STM32F1xx, some advice

I have worked with the ST Micro ARM Cortex-M3 micro-controllers. I think I like them but here is some advice to help you along.

  • Yes, you really need all those capacitors. These things run at 75MHz or better. Put the caps close to the pins.
  • These things are more easily damaged by ESD than one might think. Yes, I know they’re supposedly marketed for automotive applications. Yes, I know the data-sheet says class blah blah blah. You need to do more, I had a product whose only vulnerability was the battery compartment and I still had to do more. I found this helpful
  • Build your own cross compiler from scratch! You will learn things about C/C++ that you need to know to be a good embedded systems engineer. I have some stuff like crt0 and linker scripts on this site. Yes I cut and pasted them but I was about 3/4ths of the way through writing them from scratch before I found prettier ones on-line and no, I did not waste my clients time, I was able to solve deep problems with other people’s projects at the same client because I understood this stuff. I stood on the shoulders of giants and here’s a link to one of those giants 🙂 The Olimex site also has some info for building a cross compiler.
  • I like and recommend the Olimex boards but they have the same ESD problems I had so don’t be lulled into a false sense of security, add mitigation to your design. I used a TVP diode between VDD and VSS on the line coming from the battery clip.
  • I have the FlySwatterII and the Olimex ARM-USB-OCD-H, I prefer the latter mostly because it can provide power.
  • Use the ST micro provided libraries sparingly, sometimes it’s easier to understand the peripheral and write your own code than to try to sort out their library madness or HAL.
  • OpenOCD and gdb are awesome. Yes gdb has a steep learning curve, no it’s not pretty, but it is the most powerful debugger known to man… The only thing I’ve ever seen that was close ran on a VAX when I was a kid. I find cgdb helpful. I sometimes use the layout stuff but it’s a bit young (read buggy) but helpful. Seriously, learn to cope with gdb it can do things no other debugger can.
  • Read the errata these things have a surprising number of hardware bugs!

PIC Microchip, some advice

I like 8bit PICs but here’s some advice:

  • You want to use assembly. Really, don’t mess with whatever crazy (non-ANSI) c compiler these clowns are pushing. Assembly (particularly on these chips) is not hard.
  • MPLAB X is horrible, it takes all the things I love about PICs and makes it complicated.*
  • Don’t mess with the PICkit3 it only works with MPLAB X. You want the PICkit2, it works with pk2cmd. If you really need those debugging features then it’s time to move on to something with an ARM core (Serial Wire Debug gdb and all that)
  • If you need to do math use a lookup table (array). If your math is complicated then do it in C and use something with an 32 bit ARM core (read: not a PIC); these things don’t have FPUs. Really, most of them multiply by adding in a loop, an FPU is like a pocket calculator for your CPU.
  • Use the simplest chip you need to do the job, start out with something with with a modest number of peripherals lest you be overwhelmed.
  • Really, learn assembler your going to get stuck anyway and have to write some assembly anyway… and it’ll make you feel smart!

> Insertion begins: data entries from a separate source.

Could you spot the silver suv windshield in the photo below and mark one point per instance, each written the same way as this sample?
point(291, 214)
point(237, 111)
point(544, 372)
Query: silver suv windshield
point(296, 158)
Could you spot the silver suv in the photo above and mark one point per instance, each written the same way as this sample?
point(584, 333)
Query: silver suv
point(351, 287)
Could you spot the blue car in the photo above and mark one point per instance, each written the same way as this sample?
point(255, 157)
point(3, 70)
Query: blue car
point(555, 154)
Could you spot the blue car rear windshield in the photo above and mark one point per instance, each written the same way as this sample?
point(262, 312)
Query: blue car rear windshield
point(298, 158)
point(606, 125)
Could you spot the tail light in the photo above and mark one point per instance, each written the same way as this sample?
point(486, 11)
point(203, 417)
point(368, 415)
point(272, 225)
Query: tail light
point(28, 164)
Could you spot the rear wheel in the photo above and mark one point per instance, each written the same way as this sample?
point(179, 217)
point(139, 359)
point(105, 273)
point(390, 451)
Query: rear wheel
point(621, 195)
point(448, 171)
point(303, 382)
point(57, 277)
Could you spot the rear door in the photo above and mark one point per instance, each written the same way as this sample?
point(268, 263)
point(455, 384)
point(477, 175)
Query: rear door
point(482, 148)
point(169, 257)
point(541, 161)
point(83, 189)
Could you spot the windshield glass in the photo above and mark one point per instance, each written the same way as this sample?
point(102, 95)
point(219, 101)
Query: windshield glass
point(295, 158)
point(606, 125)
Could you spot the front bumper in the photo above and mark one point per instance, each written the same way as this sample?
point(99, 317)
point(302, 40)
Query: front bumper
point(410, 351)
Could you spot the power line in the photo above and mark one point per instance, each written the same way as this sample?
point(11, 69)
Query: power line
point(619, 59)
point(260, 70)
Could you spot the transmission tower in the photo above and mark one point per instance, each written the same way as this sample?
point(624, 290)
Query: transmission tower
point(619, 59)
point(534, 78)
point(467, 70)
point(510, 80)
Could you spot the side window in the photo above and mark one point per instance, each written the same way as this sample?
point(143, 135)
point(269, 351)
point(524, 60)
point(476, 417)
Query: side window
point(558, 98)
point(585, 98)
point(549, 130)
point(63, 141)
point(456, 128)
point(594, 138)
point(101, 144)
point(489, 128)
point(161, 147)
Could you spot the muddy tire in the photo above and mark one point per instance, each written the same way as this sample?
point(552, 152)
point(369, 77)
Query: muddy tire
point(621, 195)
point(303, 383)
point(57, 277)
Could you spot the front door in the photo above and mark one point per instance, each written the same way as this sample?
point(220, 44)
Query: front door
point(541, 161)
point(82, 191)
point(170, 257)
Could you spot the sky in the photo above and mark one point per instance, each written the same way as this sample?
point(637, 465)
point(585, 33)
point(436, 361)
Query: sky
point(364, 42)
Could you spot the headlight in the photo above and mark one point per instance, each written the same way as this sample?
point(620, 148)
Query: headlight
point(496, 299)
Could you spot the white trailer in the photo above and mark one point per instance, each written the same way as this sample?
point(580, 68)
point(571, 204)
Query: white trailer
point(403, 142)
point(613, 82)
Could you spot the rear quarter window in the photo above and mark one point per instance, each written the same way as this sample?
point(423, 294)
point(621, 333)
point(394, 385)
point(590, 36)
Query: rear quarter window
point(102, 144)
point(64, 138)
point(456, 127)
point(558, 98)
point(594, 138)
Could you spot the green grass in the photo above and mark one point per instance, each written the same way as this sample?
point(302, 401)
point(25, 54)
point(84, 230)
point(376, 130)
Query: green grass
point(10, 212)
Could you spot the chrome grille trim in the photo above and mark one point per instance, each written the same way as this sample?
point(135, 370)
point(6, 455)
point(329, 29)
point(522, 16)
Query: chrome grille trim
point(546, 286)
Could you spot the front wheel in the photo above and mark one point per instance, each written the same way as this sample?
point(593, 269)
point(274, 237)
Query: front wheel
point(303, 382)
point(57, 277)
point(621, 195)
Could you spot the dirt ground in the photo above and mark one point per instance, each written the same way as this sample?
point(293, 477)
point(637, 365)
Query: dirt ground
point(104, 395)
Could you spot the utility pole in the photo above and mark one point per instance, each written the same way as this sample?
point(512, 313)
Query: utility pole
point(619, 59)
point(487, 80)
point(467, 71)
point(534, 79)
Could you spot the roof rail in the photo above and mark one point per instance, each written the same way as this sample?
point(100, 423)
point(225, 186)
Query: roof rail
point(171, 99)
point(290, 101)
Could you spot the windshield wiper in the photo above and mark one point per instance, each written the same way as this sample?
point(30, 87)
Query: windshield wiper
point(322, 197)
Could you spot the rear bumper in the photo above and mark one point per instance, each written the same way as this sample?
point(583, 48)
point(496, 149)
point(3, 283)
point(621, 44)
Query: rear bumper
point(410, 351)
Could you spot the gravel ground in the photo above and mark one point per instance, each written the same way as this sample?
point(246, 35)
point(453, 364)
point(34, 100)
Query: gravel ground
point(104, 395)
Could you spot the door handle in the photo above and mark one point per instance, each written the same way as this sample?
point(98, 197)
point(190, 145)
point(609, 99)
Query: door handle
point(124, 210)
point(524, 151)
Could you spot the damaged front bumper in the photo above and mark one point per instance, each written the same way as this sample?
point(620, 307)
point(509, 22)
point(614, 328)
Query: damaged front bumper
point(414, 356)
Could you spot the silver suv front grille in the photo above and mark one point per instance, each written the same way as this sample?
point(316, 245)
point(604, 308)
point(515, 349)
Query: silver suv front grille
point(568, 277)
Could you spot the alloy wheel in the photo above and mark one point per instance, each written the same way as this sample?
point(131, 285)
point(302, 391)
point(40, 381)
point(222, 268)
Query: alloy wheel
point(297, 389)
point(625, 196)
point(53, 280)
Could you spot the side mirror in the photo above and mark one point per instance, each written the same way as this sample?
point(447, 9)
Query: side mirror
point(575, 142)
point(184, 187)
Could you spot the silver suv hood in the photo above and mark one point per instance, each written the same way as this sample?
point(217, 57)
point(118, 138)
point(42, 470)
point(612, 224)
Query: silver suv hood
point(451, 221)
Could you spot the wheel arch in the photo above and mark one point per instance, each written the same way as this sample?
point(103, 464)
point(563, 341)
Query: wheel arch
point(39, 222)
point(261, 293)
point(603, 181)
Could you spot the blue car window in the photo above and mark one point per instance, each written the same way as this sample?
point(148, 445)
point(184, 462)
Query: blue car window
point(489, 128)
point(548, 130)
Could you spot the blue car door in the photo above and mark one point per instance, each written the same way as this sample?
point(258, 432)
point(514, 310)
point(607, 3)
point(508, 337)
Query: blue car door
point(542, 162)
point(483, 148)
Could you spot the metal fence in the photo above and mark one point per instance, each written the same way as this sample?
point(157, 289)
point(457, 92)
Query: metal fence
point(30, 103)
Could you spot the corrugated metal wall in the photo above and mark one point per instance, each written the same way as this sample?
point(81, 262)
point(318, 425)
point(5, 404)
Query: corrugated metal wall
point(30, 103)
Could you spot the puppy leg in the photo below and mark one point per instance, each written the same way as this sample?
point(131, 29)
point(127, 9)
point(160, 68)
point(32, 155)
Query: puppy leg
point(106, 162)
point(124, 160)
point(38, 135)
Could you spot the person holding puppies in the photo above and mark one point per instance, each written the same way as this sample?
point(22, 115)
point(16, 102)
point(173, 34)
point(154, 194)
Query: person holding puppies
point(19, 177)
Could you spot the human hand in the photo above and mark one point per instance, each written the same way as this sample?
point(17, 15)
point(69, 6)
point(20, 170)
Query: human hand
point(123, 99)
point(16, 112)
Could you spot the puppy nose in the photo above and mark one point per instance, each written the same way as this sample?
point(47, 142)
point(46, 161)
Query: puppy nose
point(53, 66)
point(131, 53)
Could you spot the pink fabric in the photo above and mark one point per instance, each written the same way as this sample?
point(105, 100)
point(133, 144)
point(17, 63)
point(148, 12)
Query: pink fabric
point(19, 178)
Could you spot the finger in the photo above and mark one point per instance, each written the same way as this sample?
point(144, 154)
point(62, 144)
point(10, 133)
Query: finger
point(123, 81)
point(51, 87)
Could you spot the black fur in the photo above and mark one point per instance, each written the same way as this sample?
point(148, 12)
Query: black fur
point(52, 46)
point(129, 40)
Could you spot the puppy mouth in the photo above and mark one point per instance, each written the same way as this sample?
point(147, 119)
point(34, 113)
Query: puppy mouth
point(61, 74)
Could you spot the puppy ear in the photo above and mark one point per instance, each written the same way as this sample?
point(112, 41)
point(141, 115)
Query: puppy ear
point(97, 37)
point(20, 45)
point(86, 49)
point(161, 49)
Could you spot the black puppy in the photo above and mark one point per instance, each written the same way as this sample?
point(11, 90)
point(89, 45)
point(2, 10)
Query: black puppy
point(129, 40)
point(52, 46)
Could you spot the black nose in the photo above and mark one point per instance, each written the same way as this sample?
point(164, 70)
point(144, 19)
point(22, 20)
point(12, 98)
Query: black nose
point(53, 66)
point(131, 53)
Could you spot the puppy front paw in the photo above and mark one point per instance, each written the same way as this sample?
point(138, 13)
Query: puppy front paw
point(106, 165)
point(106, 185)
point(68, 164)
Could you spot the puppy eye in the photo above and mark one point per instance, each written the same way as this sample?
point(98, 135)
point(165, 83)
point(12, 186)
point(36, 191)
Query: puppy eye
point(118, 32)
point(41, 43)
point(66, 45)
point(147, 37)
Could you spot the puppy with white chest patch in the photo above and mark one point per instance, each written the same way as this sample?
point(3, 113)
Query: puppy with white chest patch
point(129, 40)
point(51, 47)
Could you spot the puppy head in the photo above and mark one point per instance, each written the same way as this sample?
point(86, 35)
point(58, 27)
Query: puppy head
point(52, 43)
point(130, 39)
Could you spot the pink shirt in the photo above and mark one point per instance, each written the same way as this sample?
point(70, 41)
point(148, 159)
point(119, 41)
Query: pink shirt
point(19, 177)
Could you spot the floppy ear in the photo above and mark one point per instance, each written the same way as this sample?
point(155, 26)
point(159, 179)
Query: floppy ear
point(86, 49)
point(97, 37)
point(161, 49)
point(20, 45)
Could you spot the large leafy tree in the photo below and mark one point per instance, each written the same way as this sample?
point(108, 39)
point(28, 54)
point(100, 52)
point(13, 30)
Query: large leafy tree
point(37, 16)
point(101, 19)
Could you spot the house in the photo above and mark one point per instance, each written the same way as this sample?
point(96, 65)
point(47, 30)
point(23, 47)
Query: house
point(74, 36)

* What they’re really up to here is to immerse you in their marketing madness. Hey Microchip, if ya want me to use your high end chips than you need to contribute to gcc or clang or both, if it’s not an open source ANSI compiler I won’t use it, I am not going to learn your crazy dialect of C or pay you for the privilege of writing code that will create demand for your chip!

Beacons using a PIC10F200

Before there were standards like iBeacon and Eddystone we had to “roll our own.” This is a primitive beacon using a PIC10F200 (8pin DIP) along with a simple 315MHz OOK transmitter. Later versions, not shown here, use SDR.

beacon.asm

This is written in PIC assembly. It simply transmits my FCC Call sign with a number tacked on the end. Production versions would substitute a UUID and checksum in place of my Call sign. The signal is intentionally weak, we only want to know if the watch (wearable device) is within a few meters. Battery life is important too, this thing should be good for about 57 years on a couple AAA batteries.

The gist of what this code does is to set a timer and go to sleep. When the timer expires the chip wakes up and increments some counter (the timer durations are rather short) and we need some randomization to minimize the possibility of interference betwixt proximal beacons*. If it’s time to send a burst, my Call sign, then it does so, resets the counter and timer and goes back to sleep. The idea is to spend as much time asleep as possible to conserve batteries.

beacon.asm

Makefile

* This is a bit tough to explain so bare with me. The oscillators on these things are not precise. So imagine we were to send a burst every 30 wake-ups (e.g. no randomization). Okay so lets say you have two of these close together and we put batteries in them at the same time. Now every 30 wake-ups they both wake up and clobber each other (the wearable can’t hear either because they “talk” over each other). Now eventually, because the oscillators are imprecise, they drift apart but that may take hours; therefore, we introduce some randomization to keep them asynchronous. I’m skipping some nuance here but I hope you get the idea.